Large X Effect
Current understanding
The large-X effect is the observation that, in crosses between partially reproductively isolated populations or species, the X chromosome carries a disproportionately large fraction of the alleles responsible for hybrid fitness breakdown — most famously hybrid male sterility. The canonical explanation ties this disproportionate contribution to hemizygosity in males: recessive incompatibility alleles on the X are exposed to selection in the heterogametic sex every generation, allowing them to reach fixation faster than equivalent autosomal recessives that are shielded by dominant copies in diploids. The result is that the X accumulates incompatibilities more efficiently, and those incompatibilities manifest sharply when two diverged X chromosomes are brought together in a hybrid background.
What is less settled is how chromosome age and the degree of sex-chromosome degeneration modulate the effect. A young sex chromosome that has had little time to accumulate dosage compensation machinery or to shed functional gene content may behave more like an autosome with respect to hybrid incompatibilities than like a well-differentiated X. This prediction can now be tested in systems that carry both an ancestral X and a recently formed neo-X — systems where the two chromosomes differ in age by an experimentally tractable amount.
Sticklebacks offer exactly this contrast. Japan Sea and Pacific Ocean forms carry both an old X (LG19, the ancestral sex chromosome) and a neo-X formed by a chromosomal fusion. QTL mapping of hybrid male sterility places the effect on LG19 but not on the neo-X, while behavioral isolation traits — male courtship display differences — map to both chromosomes. This dissociation is consistent with an age-dependent large-X effect: the ancestral X has had sufficient time to accumulate the recessives responsible for hybrid sterility, whereas the neo-X, lacking comparable degeneration, has not yet done so for fertility but has already begun accumulating loci affecting behavioral traits. See A role for a neo-sex chromosome in stickleback speciation., Finding 1.
Supporting evidence
- A role for a neo-sex chromosome in stickleback speciation., Finding 1: Hybrid male sterility between Japan Sea and Pacific Ocean sticklebacks maps to the ancestral X (LG19) but not to the neo-X chromosome. Male courtship display traits contributing to behavioral isolation map to both. The authors interpret this as evidence that chromosome age and/or degeneration level influences whether a sex chromosome contributes to hybrid male sterility — a direct empirical test of how the large-X effect scales with chromosome maturity.

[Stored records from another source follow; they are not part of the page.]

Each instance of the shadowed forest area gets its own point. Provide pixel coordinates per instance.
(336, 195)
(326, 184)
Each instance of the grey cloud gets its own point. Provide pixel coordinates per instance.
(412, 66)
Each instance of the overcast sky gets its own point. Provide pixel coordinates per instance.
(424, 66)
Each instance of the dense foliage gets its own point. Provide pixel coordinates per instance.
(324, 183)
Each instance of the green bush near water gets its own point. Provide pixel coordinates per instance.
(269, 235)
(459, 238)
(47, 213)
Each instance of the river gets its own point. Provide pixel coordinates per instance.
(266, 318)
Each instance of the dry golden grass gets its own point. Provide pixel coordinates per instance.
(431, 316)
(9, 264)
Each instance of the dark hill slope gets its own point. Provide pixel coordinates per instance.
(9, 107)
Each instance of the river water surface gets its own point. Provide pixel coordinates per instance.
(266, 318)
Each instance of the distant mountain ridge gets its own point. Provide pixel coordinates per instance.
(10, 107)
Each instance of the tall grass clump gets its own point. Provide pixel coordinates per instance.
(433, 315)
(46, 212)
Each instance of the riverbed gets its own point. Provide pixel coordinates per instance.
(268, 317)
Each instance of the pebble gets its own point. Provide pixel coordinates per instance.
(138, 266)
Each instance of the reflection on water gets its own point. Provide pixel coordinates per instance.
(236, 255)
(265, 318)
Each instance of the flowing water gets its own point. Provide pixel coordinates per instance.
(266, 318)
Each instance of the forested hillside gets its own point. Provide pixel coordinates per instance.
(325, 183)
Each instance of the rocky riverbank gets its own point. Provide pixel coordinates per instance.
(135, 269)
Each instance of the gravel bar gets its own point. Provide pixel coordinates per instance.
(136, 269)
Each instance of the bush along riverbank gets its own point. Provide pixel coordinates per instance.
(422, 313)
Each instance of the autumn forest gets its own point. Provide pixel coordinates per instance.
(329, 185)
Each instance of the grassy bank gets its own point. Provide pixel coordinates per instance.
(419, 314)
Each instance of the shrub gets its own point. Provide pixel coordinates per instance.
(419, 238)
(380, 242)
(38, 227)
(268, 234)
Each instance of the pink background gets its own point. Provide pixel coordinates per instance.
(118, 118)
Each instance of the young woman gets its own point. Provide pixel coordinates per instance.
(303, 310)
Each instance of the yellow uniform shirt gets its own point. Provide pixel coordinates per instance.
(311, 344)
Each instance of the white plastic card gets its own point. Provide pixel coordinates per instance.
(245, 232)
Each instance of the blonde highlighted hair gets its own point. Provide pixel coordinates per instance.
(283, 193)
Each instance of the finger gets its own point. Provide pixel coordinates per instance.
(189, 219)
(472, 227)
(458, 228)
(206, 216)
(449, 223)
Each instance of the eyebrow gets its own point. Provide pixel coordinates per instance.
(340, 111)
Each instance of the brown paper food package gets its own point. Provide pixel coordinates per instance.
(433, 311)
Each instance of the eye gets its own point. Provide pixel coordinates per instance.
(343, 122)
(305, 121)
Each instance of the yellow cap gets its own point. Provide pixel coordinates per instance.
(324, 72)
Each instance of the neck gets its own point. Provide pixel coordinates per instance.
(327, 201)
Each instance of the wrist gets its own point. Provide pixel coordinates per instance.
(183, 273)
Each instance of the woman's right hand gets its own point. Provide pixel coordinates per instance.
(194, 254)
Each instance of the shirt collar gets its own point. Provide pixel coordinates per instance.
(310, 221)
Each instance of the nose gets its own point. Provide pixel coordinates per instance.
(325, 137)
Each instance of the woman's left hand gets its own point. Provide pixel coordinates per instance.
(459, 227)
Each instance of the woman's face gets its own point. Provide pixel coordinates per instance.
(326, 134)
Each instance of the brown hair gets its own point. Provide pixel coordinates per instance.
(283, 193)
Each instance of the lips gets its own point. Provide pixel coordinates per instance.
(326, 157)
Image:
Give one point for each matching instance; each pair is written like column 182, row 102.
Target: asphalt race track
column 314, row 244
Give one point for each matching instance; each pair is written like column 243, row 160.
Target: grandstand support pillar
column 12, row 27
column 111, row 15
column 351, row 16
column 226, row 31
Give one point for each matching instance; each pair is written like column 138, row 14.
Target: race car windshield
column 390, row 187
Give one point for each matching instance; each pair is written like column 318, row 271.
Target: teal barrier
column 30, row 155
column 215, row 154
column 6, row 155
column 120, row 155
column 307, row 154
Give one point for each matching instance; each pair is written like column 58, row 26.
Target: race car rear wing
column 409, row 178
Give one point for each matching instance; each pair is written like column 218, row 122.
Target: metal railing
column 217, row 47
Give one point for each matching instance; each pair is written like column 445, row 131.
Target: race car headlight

Contradictions / open disagreements
The sterility QTL mapping in Kitano et al. 2009 was conducted on a small backcross panel of weakly fertile F1 hybrid males (n = 76). The failure to detect a neo-X effect on sterility could therefore reflect limited statistical power rather than a true biological absence. Broader mapping populations, or crosses using more diverged neo-X-bearing strains, would be needed to rule out the null statistically. More broadly, whether the pattern generalizes beyond sticklebacks — whether young neo-sex chromosomes consistently lack sterility loci while carrying behavioral loci — remains untested across taxa.
Tealc’s citation-neighborhood suggestions
- Work on the large-X effect in Drosophila (e.g., Coyne & Orr 1989; True et al. 1996) established the quantitative baseline against which vertebrate systems like sticklebacks are now being compared — these are worth explicit cross-referencing.
- Studies on dosage compensation evolution in neo-sex chromosomes (e.g., in Drosophila miranda) speak directly to the mechanistic link between degeneration, dosage compensation, and the hemizygosity exposure that drives the large-X effect.